Abstract
Introduction:
T cell receptor-engineered T cell therapy has emerged as a promising approach in cancer immunotherapy, leveraging the ability of T cells to recognize tumor antigens presented on major histocompatibility complex molecules, offering a targeted approach for treating cancers. This study advances previous research conducted at the Laboratory of Molecular Immunology at RIFCI, where the full repertoire of HER2/neu-specific TCRs was identified. Specifically, here we are functionally validating a distinct TCR clonotype targeting the KIFGSLAFL peptide of HER2/neu protein presented by the HLA-A*02.
Methods:
We employed an integrated approach combining in vitro cytotoxicity assays, single-cell RNA sequencing via BD Rhapsody, secretome profiling via LegendPlex, and in vivo HER2/neu-expressing xenograft models in SCID mice.
Results:
Anti-HER2/neu TCR-T cells exhibited robust antigen-specific cytotoxicity in vitro, preferentially targeting tumor cells with high HER2/neu expression.
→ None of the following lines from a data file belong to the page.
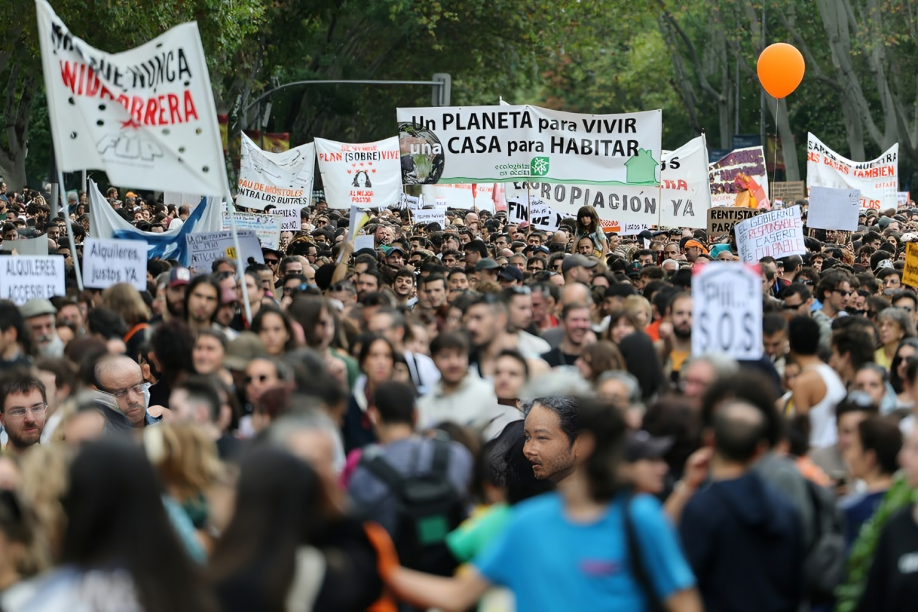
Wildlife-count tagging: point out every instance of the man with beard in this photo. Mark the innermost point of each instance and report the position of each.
(39, 317)
(201, 302)
(122, 378)
(575, 321)
(23, 406)
(403, 287)
(680, 319)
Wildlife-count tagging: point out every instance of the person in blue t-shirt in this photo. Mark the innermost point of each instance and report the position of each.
(569, 550)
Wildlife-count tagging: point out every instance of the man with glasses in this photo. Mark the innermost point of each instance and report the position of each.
(833, 290)
(122, 378)
(23, 407)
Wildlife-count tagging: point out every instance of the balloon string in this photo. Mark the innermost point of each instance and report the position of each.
(774, 170)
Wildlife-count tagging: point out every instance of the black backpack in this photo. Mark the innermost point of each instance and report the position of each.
(429, 507)
(824, 565)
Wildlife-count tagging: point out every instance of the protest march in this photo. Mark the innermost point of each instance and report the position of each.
(501, 357)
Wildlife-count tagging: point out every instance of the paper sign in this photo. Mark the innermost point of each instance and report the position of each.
(291, 217)
(429, 215)
(28, 246)
(833, 209)
(727, 310)
(27, 277)
(205, 247)
(109, 262)
(788, 191)
(722, 219)
(778, 233)
(877, 179)
(266, 227)
(910, 271)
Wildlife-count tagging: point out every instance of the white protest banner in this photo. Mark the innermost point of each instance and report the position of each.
(366, 175)
(109, 262)
(682, 200)
(146, 116)
(278, 179)
(266, 227)
(26, 246)
(487, 144)
(26, 277)
(877, 180)
(727, 310)
(205, 247)
(517, 209)
(777, 233)
(467, 196)
(740, 179)
(429, 215)
(290, 217)
(833, 209)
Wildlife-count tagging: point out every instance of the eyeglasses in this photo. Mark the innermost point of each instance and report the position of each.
(122, 393)
(36, 410)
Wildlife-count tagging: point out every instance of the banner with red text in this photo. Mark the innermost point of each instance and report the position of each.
(877, 179)
(145, 116)
(366, 175)
(275, 179)
(740, 179)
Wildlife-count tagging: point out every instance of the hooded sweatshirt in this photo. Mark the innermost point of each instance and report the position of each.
(742, 538)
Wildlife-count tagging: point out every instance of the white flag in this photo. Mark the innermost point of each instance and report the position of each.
(145, 116)
(366, 175)
(277, 179)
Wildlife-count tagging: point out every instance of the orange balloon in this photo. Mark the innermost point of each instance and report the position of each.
(780, 69)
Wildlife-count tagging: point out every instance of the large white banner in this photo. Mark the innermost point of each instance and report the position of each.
(366, 175)
(740, 179)
(877, 179)
(146, 116)
(277, 179)
(482, 144)
(105, 223)
(467, 196)
(682, 200)
(109, 262)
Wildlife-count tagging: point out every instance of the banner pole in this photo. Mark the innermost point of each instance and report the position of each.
(76, 260)
(240, 268)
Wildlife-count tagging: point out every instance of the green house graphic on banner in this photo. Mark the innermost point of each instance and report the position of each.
(642, 168)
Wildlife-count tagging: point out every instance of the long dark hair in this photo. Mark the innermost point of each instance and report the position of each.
(607, 426)
(280, 506)
(116, 515)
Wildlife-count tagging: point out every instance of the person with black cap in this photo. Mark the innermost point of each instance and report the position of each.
(487, 270)
(644, 463)
(576, 269)
(510, 276)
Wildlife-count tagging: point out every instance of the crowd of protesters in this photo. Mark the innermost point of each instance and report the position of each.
(477, 414)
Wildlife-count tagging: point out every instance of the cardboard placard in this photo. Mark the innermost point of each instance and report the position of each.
(727, 310)
(26, 277)
(722, 219)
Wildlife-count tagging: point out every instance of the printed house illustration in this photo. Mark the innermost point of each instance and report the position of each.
(642, 168)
Single-cell RNA sequencing revealed a unique double-positive (CD4+CD8+) T cell population emerging upon antigen engagement, characterized by a cytotoxic transcriptome with elevated granzyme B, granulysin, perforin, and TNF-α gene expression. Secretome profiling confirmed significantly enhanced production of effector molecules, including IL-2, granzyme B, TNF-α, and IFN-γ, supporting potent T cell activation and function. In vivo, anti-HER2/neu TCR-T cells achieved sustained and significant suppression of tumor growth in HER2/neu-expressing xenograft models, underscoring their therapeutic potential.
Discussion:
These findings validate the broader utility of the previously identified HER2/neu-specific TCR repertoire and elucidate the molecular mechanisms driving its therapeutic efficacy, demonstrating the potential of TCR-T cells for treating solid tumors through robust cytotoxic activity and the emergence of a favorable CD4+CD8+ T cell population. This study offers critical mechanistic insights, establishing a foundation for advancing TCR-engineered therapies toward clinical use in HER2/neu-positive cancers.